Da Cortona è partito un messaggio forte, con parole improntate, si direbbe nello stile misurato della diplomazia, a sconcerto e preoccupazione. Franceschini ha suonato l’allarme: la scissione va evitata a tutti i costi. Ma cosa fare, in concreto, per dissuadere Renzi dal mettere in atto ciò che i suoi amici vanno dicendo a squarciagola in questi giorni? A riguardo, non si è visto uno sforzo convincente. Anzi, l’elogio riservato a Zingaretti per la sua attitudine all’inclusività deve aver sortito un risultato controproducente.
Ma il passaggio più sofferto è stato quello sul pericolo di una scissione nient’affatto consensuale. Non ha usato giri di parole, Franceschini: “Quando spacchi un partito è sempre traumatico”. Su questo punto invero decisivo, tanto da essere ripreso sui giornali di stamane anche da altri dirigenti del partito (Zanda in particolare), nonché dal “Popolare” Castagnetti, si coglie nettamente un distinguo dalla posizione di Bettini. Se questi fa spallucce, assicurando finanche comprensione per il gesto eventuale di rottura, ben altrimenti reagisce il capo della delegazione del Pd nel governo. Segno di un disagio che affonda le radici nell’inevitabile travisamento – una volta consumata la scissione – della storia e dell’identità del partito. Non a caso Franceschini parla di alleanza, anche in periferia, con i Cinque Stelle. Lungi da lui evocare l’ibridazione delle due forze politiche che sostengono il Conte bis, come se un domani, neppure tropo lontano, debba darsi luogo a una sinistra tutta nuova mediante la trasfigurazione di riformismo e populismo.
Dunque, Renzi va bloccato, non bisogna dargli alibi. Come farlo, appunto, non è chiaro.
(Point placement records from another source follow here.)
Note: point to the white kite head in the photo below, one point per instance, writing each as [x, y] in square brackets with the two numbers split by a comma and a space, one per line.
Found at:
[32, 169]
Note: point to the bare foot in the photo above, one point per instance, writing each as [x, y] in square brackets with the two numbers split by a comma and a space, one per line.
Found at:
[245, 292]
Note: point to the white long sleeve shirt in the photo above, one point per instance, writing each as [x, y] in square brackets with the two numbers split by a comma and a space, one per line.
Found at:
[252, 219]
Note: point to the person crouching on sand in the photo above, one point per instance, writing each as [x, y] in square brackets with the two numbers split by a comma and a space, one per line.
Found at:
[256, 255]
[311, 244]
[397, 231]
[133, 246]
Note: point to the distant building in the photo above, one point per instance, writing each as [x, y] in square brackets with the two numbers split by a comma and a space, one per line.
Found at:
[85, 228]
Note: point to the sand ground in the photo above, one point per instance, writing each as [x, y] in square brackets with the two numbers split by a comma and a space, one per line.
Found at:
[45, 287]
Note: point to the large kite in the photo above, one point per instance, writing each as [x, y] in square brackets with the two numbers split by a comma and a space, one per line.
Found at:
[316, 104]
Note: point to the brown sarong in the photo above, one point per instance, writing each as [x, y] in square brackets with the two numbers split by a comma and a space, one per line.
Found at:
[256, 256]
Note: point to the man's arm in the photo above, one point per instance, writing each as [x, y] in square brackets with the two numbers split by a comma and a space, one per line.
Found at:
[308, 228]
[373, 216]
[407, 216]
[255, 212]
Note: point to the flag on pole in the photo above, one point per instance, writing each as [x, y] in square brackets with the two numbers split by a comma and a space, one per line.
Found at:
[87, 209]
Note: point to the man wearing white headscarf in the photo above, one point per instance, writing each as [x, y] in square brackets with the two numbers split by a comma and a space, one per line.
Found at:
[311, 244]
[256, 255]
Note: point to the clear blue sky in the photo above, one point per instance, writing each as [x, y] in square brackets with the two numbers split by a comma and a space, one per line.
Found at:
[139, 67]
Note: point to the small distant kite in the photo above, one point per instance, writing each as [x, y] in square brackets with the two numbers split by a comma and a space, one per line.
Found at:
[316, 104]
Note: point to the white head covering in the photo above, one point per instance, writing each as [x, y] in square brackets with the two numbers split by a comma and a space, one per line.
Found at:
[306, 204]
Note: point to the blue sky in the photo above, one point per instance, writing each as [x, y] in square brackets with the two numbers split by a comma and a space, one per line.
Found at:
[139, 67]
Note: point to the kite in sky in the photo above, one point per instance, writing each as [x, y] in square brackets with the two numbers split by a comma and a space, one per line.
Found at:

Un certo tono anti-scissione, oscillante tra l’esortazione e la minaccia, stride con la dinamica dei fatti: il renzismo intercetta il “bisogno di modernità” che attraversa i ceti attivi del Paese. Dal convegno di Areadem non è venuta una proposta di apertura all’insegna della fantasia e della generosità. In questi casi, dovendo fronteggiare gli argomenti che alimentano un dissenso, sarebbe opportuno finalizzare ogni sforzo alla disattivazione delle cause del dissenso. Invece, attenendosi a un canone di mera conservazione degli equilibri interni, si dà manforte oggettivamente alla contestazione dei potenziali scissionisti. Qual è la risposta alla galassia dell’elettorato liberal-popolare, indisponibile a piegarsi all’esclusivismo delle istanze di sinistra? Quale lo sforzo di coinvolgimento, dentro un equilibrio rispettoso delle diversità, di quanti propendono a vedere nel centrosinistra, quand’anche da rinnovare alla radice, un fattore di coesione per riformisti e moderati?
A Franceschini non puo sfuggire che un discorso di puro contenimento delle pretese egemoniche di un ceto vagamente compiaciuto dal ritorno alla tradizione di sinistra, cessa di essere efficace dal momento che si palesa un’alternativa di modernità, impregnata di solidarismo e spirito di innovazione. In mancanza di un vero disegno di rifondazione, oggi più che mai necessario anche ai fini di una ritrovata funzione propulsiva del popolarismo, il Pd cessa di presentarsi come una calamita capace di attirare consensi vecchi e nuovi. Sì può deprecare la scissione, ma nella paralisi di pensieri e di azioni finisce per legittimarsi lo scisma evocato in questi giorni. Uno scisma, per altro, carico di speranze e suggestioni, al di là del fatto che sia o non sia consensuale. Serve a poco trincerarsi nel rifugio di una ipotetica ortodossia di partito, immaginando di far leva sul potere della censura. Franceschini deve fare di più.